OCZ ProXStream 1kw OCZ1000PXS ATX PSU
Internals & Cables
Having been extremely impressed with OCZ's GameXStream units in the past I was willing to bet money on the ProXStream being a slightly upgraded version of their 850w model. To me this would have made perfect sense as the GameXStream was a very stable, quiet and efficient PSU. However, let's take a look inside the ProXStream to find out exactly what is behind its 1000w of power.
Much to my surprise the ProXStream couldn't have been more different internally to their highly awarded GameXStream series. As you can see from the images above, the ProXStream makes use of a two level PCB and is actually manufacturered by the same company that produced the EvoStream 600w
Without a doubt the ProXStream is one fully packed PSU. So much so that I found it near impossible to remove the upper PCB to get some good pictures of what was contained underneath. More to the point, OCZ's choice of a single 80mm fan is slightly worrying as the fan is positioned on the left-hand side, meaning components on the other side of the unit will see very little airflow.
The ProXStream has several adjustable potentiometers (pots) on the upper PCB that are often responsible for fine-tuning the output voltages of the unit. However, a layer of glue as been applied to the pots to prevent them from being tampered with.
As previously mentioned, the unit is cooled by a single 80mm fan manufactured by Protechnic Electric. Unfortunately I was unable to find any definite specifications for this fan and can only assume that it is similar in performance to the MGT8012YB model used in the EvoStream (31.9dbA @ 2400rpm).Cables & Connectors
All cables on the ProXStream are finished in black sleeving with the excepton of the PCI-E connectors which are easily identifiable in red. All molex connectors feature the 'easy grip' design that makes removal of the connectors from devices easier.
It's good to see that OCZ have decided to sleeve all cables right to the tip just like on their GameXStream
series. Many manufacturers only sleeve some of the cables, or sleeve up to the first connector on every cable. The sleeving job is professional with cable ties holding the sleeving in place, and heat shrink keeping everything neat and tidy.

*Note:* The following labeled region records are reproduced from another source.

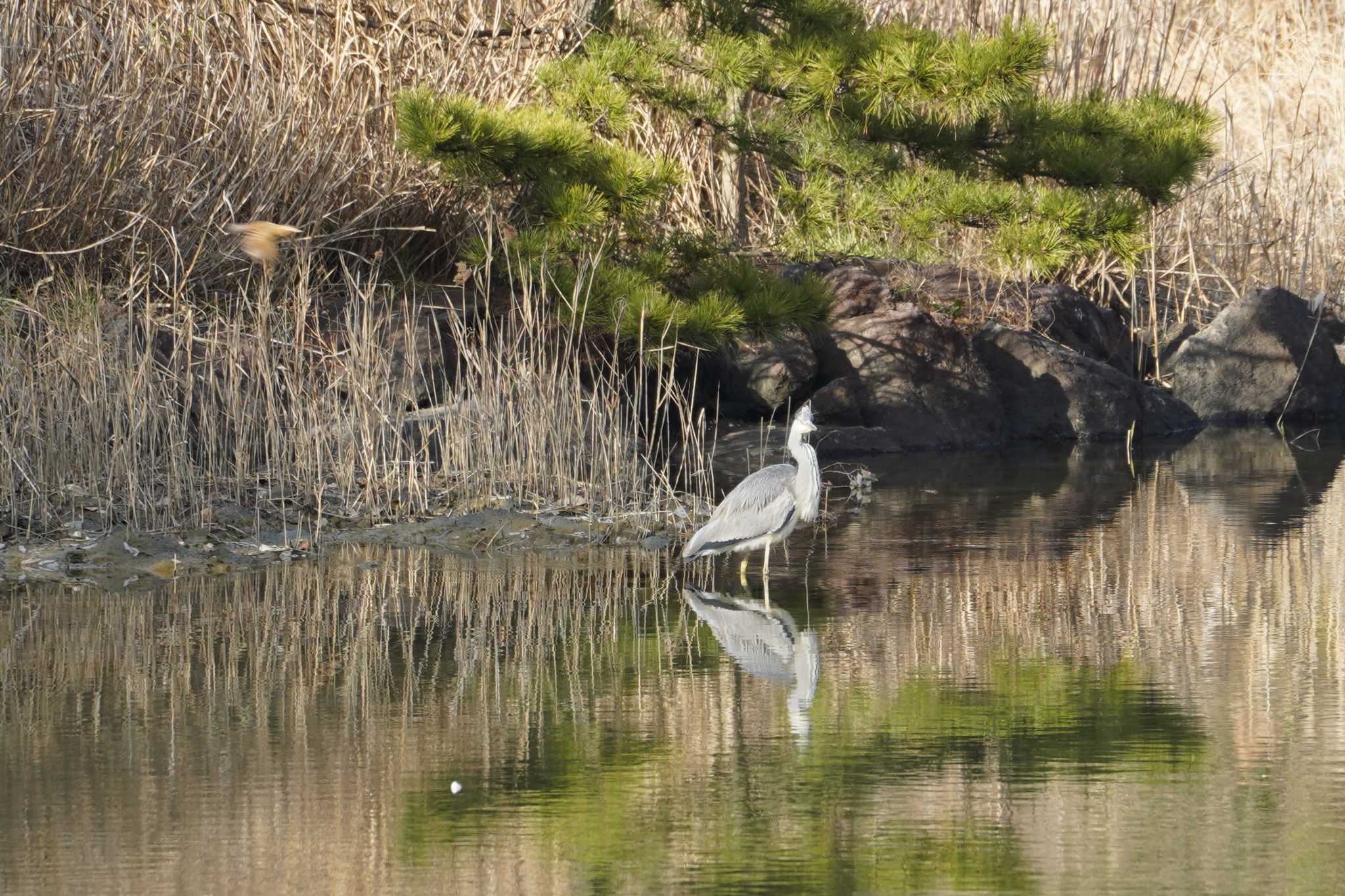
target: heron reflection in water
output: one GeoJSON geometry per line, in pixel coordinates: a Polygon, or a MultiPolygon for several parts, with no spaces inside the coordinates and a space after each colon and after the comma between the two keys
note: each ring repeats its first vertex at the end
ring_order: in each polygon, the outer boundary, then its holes
{"type": "MultiPolygon", "coordinates": [[[[790,537],[799,523],[818,519],[822,473],[818,453],[803,437],[818,427],[812,423],[811,402],[799,408],[790,426],[790,454],[798,461],[761,467],[725,496],[710,521],[697,529],[682,551],[683,560],[716,553],[745,553],[765,548],[761,578],[771,568],[771,545],[790,537]]],[[[746,584],[748,559],[742,557],[738,576],[746,584]]],[[[769,602],[769,598],[768,598],[769,602]]]]}
{"type": "Polygon", "coordinates": [[[687,586],[682,599],[707,626],[720,646],[749,676],[792,684],[787,707],[790,731],[808,740],[808,707],[818,692],[818,633],[799,631],[785,610],[760,600],[730,598],[687,586]]]}

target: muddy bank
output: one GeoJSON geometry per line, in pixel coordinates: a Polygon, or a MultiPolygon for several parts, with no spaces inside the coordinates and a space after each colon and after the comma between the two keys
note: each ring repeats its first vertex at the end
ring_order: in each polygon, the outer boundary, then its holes
{"type": "Polygon", "coordinates": [[[483,509],[471,513],[327,527],[319,536],[304,527],[264,520],[256,535],[213,525],[171,533],[75,524],[61,537],[0,540],[0,584],[69,582],[100,588],[136,588],[194,575],[231,575],[274,563],[321,559],[339,545],[424,547],[464,556],[523,551],[573,553],[593,548],[664,551],[681,543],[690,523],[670,521],[651,532],[647,519],[588,519],[560,513],[483,509]]]}

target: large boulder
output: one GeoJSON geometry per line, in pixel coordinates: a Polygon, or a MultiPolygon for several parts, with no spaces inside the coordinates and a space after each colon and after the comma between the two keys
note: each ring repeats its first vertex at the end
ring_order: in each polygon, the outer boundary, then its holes
{"type": "Polygon", "coordinates": [[[720,357],[720,390],[726,410],[769,414],[799,399],[818,376],[812,343],[796,326],[769,339],[746,339],[720,357]]]}
{"type": "MultiPolygon", "coordinates": [[[[994,445],[999,394],[967,339],[909,302],[835,320],[818,337],[826,382],[845,379],[863,423],[888,450],[994,445]]],[[[820,415],[819,415],[820,416],[820,415]]]]}
{"type": "Polygon", "coordinates": [[[812,394],[812,412],[830,426],[863,426],[863,387],[855,375],[831,380],[812,394]]]}
{"type": "Polygon", "coordinates": [[[1102,308],[1064,283],[1033,287],[1033,329],[1084,357],[1110,364],[1126,376],[1135,373],[1130,325],[1110,308],[1102,308]]]}
{"type": "Polygon", "coordinates": [[[1173,394],[1220,423],[1336,416],[1345,410],[1345,367],[1313,325],[1307,302],[1286,289],[1245,296],[1173,356],[1173,394]]]}
{"type": "Polygon", "coordinates": [[[1009,439],[1118,439],[1200,427],[1170,395],[1040,333],[987,324],[975,347],[1003,395],[1009,439]]]}
{"type": "Polygon", "coordinates": [[[897,294],[876,271],[863,265],[842,265],[822,274],[831,292],[834,320],[872,314],[897,304],[897,294]]]}

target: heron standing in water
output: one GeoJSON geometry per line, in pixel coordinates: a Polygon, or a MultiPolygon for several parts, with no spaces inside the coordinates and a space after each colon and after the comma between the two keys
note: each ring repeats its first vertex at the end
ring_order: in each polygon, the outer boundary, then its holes
{"type": "MultiPolygon", "coordinates": [[[[794,415],[790,426],[790,454],[798,461],[767,466],[738,482],[710,521],[697,529],[682,551],[683,560],[707,557],[716,553],[744,553],[765,548],[761,578],[771,568],[771,545],[784,541],[799,523],[818,519],[818,496],[822,493],[822,473],[818,453],[803,437],[818,429],[812,424],[812,406],[804,404],[794,415]]],[[[748,557],[742,557],[738,575],[746,582],[748,557]]]]}

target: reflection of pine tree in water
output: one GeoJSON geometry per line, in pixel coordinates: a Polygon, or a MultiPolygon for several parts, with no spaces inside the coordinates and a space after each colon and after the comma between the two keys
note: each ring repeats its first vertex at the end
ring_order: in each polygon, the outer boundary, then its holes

The ATX connector on the ProXStream is native 24-pin. However, as you can see above, a small block of 4 connectors can be broken off to switch the connector to 20-pin, and thus make it compatible with older motherboards. As many motherboards still make use of the P4-12v 4-Pin connector, OCZ have chosen to include two separate cables for P4-12v (4-pin) and EPS12v (8-pin) standards.
Unlike the recently reviewed 1kw Giant Reactor
from NorthQ, OCZ have decided to use 4 seperate cables for the PCI-E connectors (rather than 2 cables with 2 connectors). This should provide slightly better voltage ouput to the cards when used in Quad-SLI mode.